Have you read faq731-376 to make the best use of Eng-Tips Forums?
 
You may want to investigate your graphics card. I have had this happen to me several times as well, and I am almost certain that the cause is my graphics card. Since it only happens every few months or so, I have just let it go. Solidworks has taught me (the hard way) to save often anyway!


 
You don't happen to have a Texas Instruments chip for the SD / MMC card reader in there, would you? That driver causes BSODs.

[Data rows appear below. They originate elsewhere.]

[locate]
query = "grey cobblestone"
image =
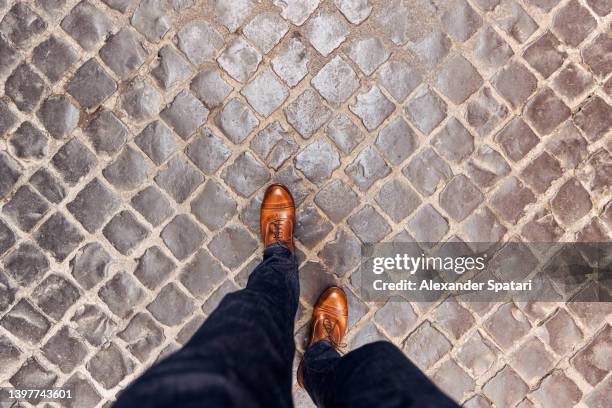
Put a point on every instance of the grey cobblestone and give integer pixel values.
(476, 120)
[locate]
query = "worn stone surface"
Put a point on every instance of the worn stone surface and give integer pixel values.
(465, 120)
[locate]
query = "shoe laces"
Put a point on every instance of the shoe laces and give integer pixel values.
(329, 327)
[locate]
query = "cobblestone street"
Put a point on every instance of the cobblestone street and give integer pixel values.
(137, 137)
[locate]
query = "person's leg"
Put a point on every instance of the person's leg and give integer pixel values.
(241, 356)
(376, 375)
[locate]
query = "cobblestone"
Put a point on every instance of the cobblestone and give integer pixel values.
(475, 120)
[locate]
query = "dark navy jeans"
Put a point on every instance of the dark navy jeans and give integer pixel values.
(242, 357)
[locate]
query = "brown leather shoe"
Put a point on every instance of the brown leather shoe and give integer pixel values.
(329, 322)
(277, 217)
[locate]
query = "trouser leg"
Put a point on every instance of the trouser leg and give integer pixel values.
(241, 356)
(376, 375)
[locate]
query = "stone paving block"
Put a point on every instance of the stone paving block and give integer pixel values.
(172, 68)
(25, 208)
(32, 375)
(491, 48)
(21, 24)
(54, 57)
(110, 365)
(397, 141)
(368, 167)
(368, 54)
(91, 85)
(121, 294)
(458, 79)
(55, 295)
(557, 390)
(318, 161)
(541, 172)
(83, 391)
(240, 59)
(153, 205)
(179, 178)
(426, 345)
(372, 107)
(65, 350)
(182, 308)
(93, 324)
(588, 361)
(25, 87)
(311, 228)
(477, 354)
(369, 225)
(26, 264)
(245, 175)
(59, 116)
(58, 236)
(486, 166)
(545, 55)
(506, 388)
(341, 254)
(213, 206)
(399, 78)
(207, 151)
(514, 20)
(460, 20)
(141, 100)
(48, 185)
(156, 141)
(336, 200)
(210, 88)
(427, 171)
(87, 25)
(142, 336)
(9, 353)
(425, 110)
(326, 32)
(511, 198)
(123, 53)
(25, 322)
(128, 171)
(182, 236)
(397, 199)
(125, 232)
(307, 113)
(274, 145)
(151, 19)
(185, 114)
(291, 64)
(594, 118)
(595, 55)
(460, 197)
(517, 139)
(507, 325)
(202, 274)
(573, 23)
(153, 267)
(266, 30)
(236, 120)
(106, 132)
(199, 41)
(336, 81)
(90, 265)
(265, 93)
(483, 112)
(432, 49)
(571, 202)
(453, 380)
(515, 83)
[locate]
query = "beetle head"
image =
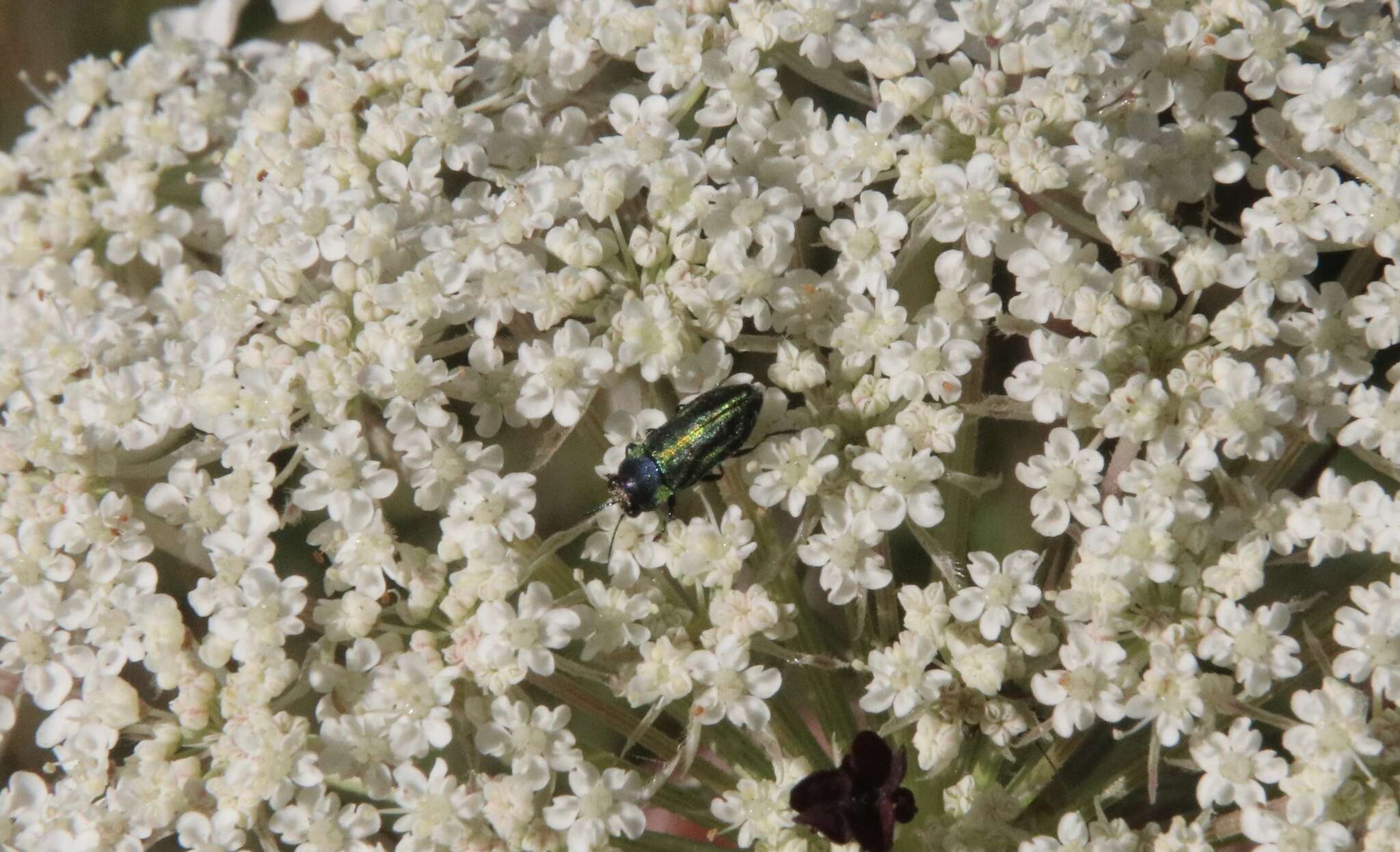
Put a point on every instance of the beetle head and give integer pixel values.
(636, 483)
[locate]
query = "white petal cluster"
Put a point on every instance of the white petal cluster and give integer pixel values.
(1075, 478)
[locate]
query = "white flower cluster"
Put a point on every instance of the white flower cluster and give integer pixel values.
(1077, 319)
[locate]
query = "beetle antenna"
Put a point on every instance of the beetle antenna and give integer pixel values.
(614, 539)
(601, 507)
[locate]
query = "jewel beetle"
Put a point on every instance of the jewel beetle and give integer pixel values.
(685, 450)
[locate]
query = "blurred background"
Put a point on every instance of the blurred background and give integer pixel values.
(44, 37)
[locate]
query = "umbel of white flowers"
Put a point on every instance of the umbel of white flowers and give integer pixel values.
(1077, 320)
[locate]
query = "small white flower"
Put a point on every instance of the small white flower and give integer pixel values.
(1235, 767)
(1253, 645)
(561, 375)
(1063, 372)
(1066, 480)
(900, 676)
(1333, 729)
(1340, 518)
(601, 806)
(345, 480)
(522, 635)
(535, 741)
(792, 471)
(999, 591)
(1087, 689)
(736, 690)
(1373, 637)
(903, 478)
(972, 204)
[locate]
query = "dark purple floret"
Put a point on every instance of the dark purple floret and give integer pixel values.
(861, 799)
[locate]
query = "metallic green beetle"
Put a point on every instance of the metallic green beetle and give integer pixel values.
(684, 451)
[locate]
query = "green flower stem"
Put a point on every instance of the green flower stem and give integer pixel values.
(943, 560)
(556, 437)
(738, 749)
(887, 610)
(654, 841)
(1032, 778)
(602, 707)
(792, 729)
(831, 80)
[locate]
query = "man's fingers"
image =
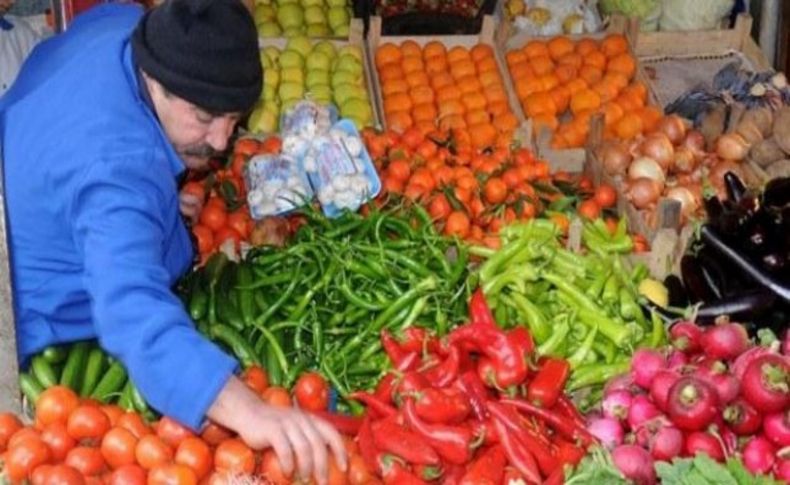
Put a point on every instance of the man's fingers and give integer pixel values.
(301, 447)
(335, 441)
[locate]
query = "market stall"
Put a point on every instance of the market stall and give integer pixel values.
(502, 257)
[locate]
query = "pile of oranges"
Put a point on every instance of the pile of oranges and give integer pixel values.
(582, 78)
(434, 87)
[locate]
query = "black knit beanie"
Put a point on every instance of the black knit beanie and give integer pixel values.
(204, 51)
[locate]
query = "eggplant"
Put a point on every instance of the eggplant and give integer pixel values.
(745, 307)
(711, 237)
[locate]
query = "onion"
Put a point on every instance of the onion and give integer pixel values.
(646, 167)
(685, 161)
(732, 146)
(615, 158)
(688, 203)
(644, 192)
(674, 127)
(658, 147)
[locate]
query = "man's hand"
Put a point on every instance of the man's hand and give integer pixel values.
(190, 206)
(300, 440)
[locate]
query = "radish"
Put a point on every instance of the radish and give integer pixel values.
(686, 337)
(701, 442)
(644, 365)
(776, 428)
(608, 430)
(642, 410)
(766, 383)
(758, 455)
(635, 463)
(659, 389)
(742, 418)
(725, 341)
(616, 404)
(692, 404)
(667, 443)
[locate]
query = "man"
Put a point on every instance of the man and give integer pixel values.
(17, 39)
(99, 125)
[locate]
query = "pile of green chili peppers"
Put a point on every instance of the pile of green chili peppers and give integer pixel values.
(583, 307)
(321, 302)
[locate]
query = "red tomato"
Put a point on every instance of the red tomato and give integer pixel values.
(312, 392)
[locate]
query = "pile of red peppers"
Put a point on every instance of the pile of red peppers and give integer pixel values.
(474, 407)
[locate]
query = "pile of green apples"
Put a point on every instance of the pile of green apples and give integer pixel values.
(320, 71)
(291, 18)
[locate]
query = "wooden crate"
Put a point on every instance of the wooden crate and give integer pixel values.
(486, 36)
(572, 159)
(356, 38)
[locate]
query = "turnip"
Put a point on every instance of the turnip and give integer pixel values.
(725, 341)
(608, 430)
(616, 404)
(742, 418)
(635, 463)
(766, 383)
(758, 455)
(645, 364)
(776, 428)
(692, 404)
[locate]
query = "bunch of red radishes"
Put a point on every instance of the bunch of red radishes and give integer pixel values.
(712, 392)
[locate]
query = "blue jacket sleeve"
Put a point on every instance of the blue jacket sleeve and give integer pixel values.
(118, 220)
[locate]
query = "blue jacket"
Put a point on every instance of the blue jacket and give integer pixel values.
(97, 241)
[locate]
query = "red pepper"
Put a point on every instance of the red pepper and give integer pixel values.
(376, 407)
(444, 373)
(474, 390)
(453, 443)
(390, 437)
(559, 423)
(345, 424)
(517, 454)
(511, 420)
(395, 472)
(448, 406)
(487, 468)
(549, 383)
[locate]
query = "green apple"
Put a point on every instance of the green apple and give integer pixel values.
(291, 58)
(318, 60)
(269, 29)
(326, 47)
(337, 16)
(300, 44)
(316, 77)
(290, 16)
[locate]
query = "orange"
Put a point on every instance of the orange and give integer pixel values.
(473, 101)
(399, 121)
(481, 51)
(421, 94)
(585, 46)
(622, 63)
(387, 53)
(417, 78)
(448, 93)
(424, 112)
(412, 64)
(394, 86)
(614, 45)
(590, 74)
(410, 48)
(535, 48)
(474, 117)
(559, 46)
(434, 48)
(541, 65)
(584, 100)
(458, 53)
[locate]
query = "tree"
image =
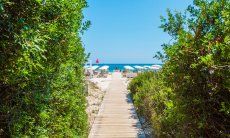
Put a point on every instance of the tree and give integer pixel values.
(197, 68)
(41, 83)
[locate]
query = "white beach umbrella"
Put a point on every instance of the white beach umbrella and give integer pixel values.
(95, 67)
(104, 67)
(128, 68)
(147, 67)
(86, 67)
(138, 67)
(158, 66)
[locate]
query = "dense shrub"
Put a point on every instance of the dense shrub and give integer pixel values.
(41, 58)
(196, 69)
(152, 99)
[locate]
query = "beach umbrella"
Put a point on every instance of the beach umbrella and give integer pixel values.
(95, 67)
(147, 67)
(104, 67)
(158, 66)
(139, 67)
(97, 61)
(128, 68)
(86, 67)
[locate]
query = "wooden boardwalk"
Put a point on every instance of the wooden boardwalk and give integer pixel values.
(117, 117)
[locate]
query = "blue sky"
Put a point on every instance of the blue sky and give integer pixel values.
(127, 31)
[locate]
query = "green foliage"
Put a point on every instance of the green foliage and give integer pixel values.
(41, 83)
(196, 69)
(152, 98)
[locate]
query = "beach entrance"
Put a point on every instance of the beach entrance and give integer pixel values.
(117, 116)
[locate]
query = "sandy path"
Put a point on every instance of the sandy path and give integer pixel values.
(117, 116)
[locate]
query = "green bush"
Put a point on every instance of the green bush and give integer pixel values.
(152, 99)
(190, 96)
(41, 83)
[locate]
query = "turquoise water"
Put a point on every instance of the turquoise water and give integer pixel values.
(113, 67)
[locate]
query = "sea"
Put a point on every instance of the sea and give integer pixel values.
(113, 67)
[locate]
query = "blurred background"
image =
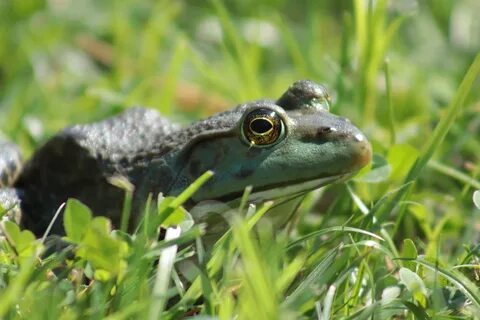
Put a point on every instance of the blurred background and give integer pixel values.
(65, 62)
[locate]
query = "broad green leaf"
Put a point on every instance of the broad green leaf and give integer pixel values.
(401, 158)
(22, 240)
(409, 252)
(412, 281)
(102, 249)
(76, 220)
(476, 198)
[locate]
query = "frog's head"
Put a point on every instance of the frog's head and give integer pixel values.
(282, 147)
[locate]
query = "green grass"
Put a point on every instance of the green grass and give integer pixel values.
(401, 240)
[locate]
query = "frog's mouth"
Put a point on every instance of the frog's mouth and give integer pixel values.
(291, 189)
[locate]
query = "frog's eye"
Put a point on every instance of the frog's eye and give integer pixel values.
(262, 127)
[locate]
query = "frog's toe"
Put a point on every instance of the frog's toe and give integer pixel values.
(10, 205)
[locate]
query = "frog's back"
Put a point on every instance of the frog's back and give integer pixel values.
(79, 160)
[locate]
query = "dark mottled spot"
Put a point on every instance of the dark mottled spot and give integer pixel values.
(244, 172)
(194, 168)
(253, 152)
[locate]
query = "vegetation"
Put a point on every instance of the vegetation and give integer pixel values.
(399, 241)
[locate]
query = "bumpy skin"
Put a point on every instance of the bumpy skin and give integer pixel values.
(157, 156)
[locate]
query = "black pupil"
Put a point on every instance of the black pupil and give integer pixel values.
(261, 126)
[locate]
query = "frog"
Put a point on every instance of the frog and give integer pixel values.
(283, 147)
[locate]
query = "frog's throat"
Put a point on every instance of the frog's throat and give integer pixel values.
(292, 189)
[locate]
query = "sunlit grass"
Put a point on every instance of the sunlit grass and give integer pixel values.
(401, 240)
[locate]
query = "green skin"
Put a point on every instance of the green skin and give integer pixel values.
(313, 148)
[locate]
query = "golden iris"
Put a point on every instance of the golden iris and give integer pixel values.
(262, 127)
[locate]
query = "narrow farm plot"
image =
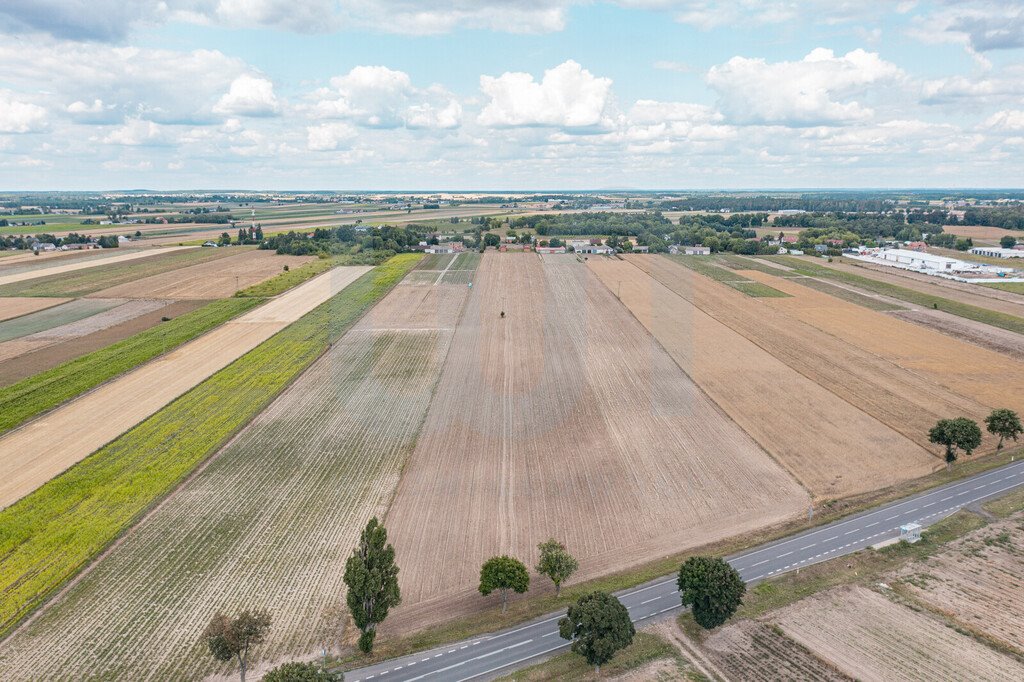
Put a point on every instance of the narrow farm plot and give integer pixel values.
(267, 523)
(121, 312)
(53, 317)
(37, 452)
(977, 581)
(80, 264)
(989, 378)
(565, 419)
(15, 307)
(902, 399)
(870, 638)
(770, 400)
(756, 650)
(218, 279)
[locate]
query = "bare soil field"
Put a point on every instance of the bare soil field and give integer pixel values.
(983, 297)
(566, 419)
(40, 450)
(986, 336)
(55, 316)
(38, 360)
(123, 310)
(869, 638)
(217, 279)
(902, 399)
(989, 378)
(977, 581)
(267, 523)
(80, 264)
(770, 400)
(15, 307)
(757, 650)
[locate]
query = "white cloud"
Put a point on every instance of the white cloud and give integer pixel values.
(567, 96)
(818, 89)
(249, 95)
(329, 136)
(20, 117)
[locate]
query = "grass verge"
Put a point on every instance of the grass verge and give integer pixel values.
(50, 535)
(646, 647)
(41, 392)
(993, 317)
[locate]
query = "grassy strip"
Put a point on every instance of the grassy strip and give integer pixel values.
(34, 395)
(50, 535)
(727, 276)
(993, 317)
(522, 610)
(645, 648)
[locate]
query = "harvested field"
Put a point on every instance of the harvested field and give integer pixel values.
(80, 264)
(40, 450)
(756, 650)
(977, 581)
(121, 312)
(268, 522)
(97, 276)
(539, 427)
(992, 338)
(217, 279)
(770, 400)
(15, 307)
(989, 378)
(869, 637)
(905, 401)
(54, 316)
(39, 360)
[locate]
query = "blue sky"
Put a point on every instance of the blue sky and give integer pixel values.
(520, 94)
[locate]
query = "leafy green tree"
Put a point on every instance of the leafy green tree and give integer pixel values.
(960, 433)
(302, 672)
(599, 627)
(1004, 423)
(504, 573)
(372, 578)
(556, 563)
(712, 588)
(232, 638)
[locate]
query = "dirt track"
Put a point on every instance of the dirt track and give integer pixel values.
(42, 449)
(770, 400)
(565, 419)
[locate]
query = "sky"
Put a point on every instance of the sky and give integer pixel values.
(510, 94)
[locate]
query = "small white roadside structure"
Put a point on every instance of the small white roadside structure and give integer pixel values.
(909, 533)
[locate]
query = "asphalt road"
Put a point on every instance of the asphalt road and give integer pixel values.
(492, 655)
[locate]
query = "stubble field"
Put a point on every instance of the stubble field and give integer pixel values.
(564, 419)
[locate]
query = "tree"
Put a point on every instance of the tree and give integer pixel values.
(712, 588)
(1004, 423)
(232, 638)
(504, 573)
(302, 672)
(556, 563)
(372, 578)
(599, 627)
(960, 433)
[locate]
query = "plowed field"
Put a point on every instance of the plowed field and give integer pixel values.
(268, 522)
(769, 399)
(566, 419)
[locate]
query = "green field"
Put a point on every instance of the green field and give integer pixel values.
(50, 535)
(43, 391)
(705, 266)
(993, 317)
(90, 280)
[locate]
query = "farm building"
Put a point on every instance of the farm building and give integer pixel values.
(996, 252)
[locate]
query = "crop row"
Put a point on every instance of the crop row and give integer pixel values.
(48, 536)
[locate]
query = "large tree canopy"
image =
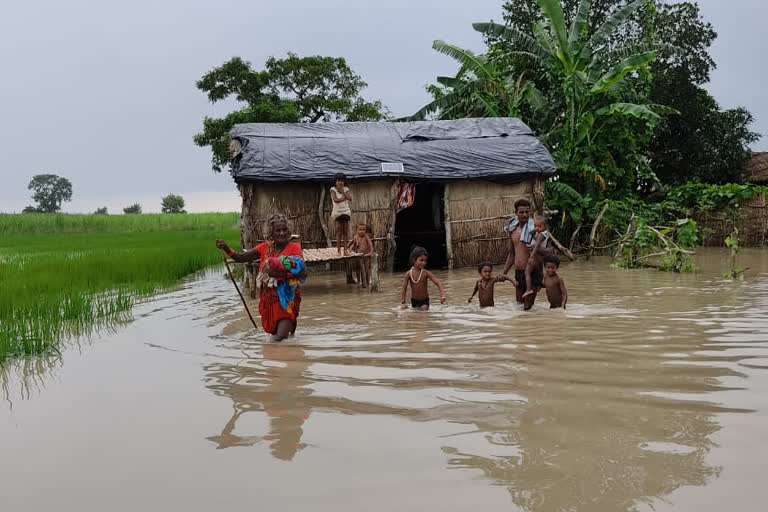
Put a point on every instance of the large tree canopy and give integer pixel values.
(704, 142)
(50, 191)
(293, 89)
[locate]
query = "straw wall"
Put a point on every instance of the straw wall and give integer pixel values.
(372, 204)
(750, 218)
(478, 211)
(300, 202)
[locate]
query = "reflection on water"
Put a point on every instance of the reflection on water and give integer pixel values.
(275, 385)
(616, 404)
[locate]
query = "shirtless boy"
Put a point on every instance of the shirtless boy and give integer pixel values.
(484, 286)
(361, 243)
(417, 277)
(533, 271)
(521, 236)
(553, 283)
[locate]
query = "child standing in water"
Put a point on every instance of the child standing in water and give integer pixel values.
(533, 270)
(484, 286)
(417, 277)
(361, 243)
(553, 283)
(341, 212)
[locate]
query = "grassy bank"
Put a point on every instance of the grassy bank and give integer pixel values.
(57, 284)
(36, 223)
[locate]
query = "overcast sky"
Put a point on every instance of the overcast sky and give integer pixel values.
(103, 92)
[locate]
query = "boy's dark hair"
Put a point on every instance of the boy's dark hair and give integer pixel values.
(417, 251)
(552, 258)
(483, 264)
(522, 202)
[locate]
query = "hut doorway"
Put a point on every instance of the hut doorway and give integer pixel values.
(423, 223)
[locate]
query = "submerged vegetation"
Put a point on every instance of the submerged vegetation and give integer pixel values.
(614, 89)
(54, 285)
(34, 223)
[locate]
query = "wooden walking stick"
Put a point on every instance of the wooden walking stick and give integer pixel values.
(229, 270)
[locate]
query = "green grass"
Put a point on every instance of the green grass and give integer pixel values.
(36, 223)
(55, 285)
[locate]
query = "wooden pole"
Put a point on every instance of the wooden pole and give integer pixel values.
(391, 243)
(594, 230)
(363, 271)
(245, 305)
(374, 272)
(321, 216)
(448, 234)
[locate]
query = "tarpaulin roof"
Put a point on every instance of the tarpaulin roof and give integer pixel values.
(499, 149)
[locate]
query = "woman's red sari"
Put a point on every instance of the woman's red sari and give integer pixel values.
(269, 304)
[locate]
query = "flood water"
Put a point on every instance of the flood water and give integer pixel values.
(649, 393)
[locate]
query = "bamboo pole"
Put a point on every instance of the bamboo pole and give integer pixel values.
(321, 216)
(594, 230)
(245, 305)
(447, 223)
(374, 272)
(391, 243)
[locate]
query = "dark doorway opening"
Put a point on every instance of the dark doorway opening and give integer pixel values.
(423, 223)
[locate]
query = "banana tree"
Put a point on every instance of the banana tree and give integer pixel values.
(477, 90)
(592, 75)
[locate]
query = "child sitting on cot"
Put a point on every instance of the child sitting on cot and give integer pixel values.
(341, 212)
(417, 277)
(539, 249)
(362, 244)
(484, 285)
(553, 283)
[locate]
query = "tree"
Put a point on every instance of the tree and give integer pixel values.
(703, 142)
(50, 191)
(290, 90)
(596, 118)
(134, 208)
(173, 204)
(479, 89)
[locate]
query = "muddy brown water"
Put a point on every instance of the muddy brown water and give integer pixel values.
(649, 393)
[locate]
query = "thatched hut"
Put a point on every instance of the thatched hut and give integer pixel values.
(447, 185)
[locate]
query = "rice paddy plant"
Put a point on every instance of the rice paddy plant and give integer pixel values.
(55, 285)
(35, 223)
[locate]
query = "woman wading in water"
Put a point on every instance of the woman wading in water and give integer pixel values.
(281, 269)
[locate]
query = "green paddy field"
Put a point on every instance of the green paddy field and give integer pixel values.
(61, 274)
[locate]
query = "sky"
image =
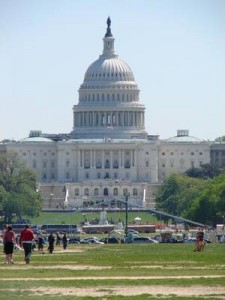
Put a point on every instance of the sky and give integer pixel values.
(175, 48)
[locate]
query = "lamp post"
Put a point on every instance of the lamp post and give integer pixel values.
(126, 220)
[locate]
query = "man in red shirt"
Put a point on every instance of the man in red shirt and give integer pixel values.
(9, 238)
(26, 241)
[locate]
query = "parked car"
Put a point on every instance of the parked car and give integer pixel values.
(143, 239)
(111, 240)
(75, 240)
(90, 241)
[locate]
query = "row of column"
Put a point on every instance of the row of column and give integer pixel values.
(93, 157)
(120, 118)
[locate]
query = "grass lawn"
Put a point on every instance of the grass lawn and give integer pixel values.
(120, 271)
(77, 217)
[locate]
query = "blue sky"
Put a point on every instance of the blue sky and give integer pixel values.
(175, 48)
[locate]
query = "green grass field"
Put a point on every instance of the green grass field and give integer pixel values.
(77, 217)
(120, 271)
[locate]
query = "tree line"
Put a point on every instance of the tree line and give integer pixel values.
(19, 196)
(198, 195)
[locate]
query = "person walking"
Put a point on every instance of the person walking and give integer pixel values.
(65, 242)
(26, 241)
(41, 244)
(51, 241)
(9, 239)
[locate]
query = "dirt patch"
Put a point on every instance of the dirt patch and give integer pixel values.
(130, 291)
(110, 277)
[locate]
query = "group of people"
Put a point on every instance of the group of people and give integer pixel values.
(27, 241)
(200, 244)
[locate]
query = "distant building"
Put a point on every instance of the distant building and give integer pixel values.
(108, 154)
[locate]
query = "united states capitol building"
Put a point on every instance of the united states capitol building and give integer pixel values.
(108, 154)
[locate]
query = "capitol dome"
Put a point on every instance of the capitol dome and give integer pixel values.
(110, 69)
(108, 98)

Next time, take a picture and post it, perhaps we can trace it back to the problem (driver).

Stefan Hamminga
EngIT Solutions
CSWP/Mechanical designer
Searching Eng-Tips forums
 
I've had the occasional SolidWorks-only crashes--not so big a deal. However, in the last few weeks, I've had full-blown Windows crashes when SolidWorks, Windows Media Player 11, and a time tracker I use were in use (very unusual--never happened before). I don't often use WMP while working like that, so that it crashed only when this was active is odd now that you mention it, too. (I'm on 32-bit XP Pro.)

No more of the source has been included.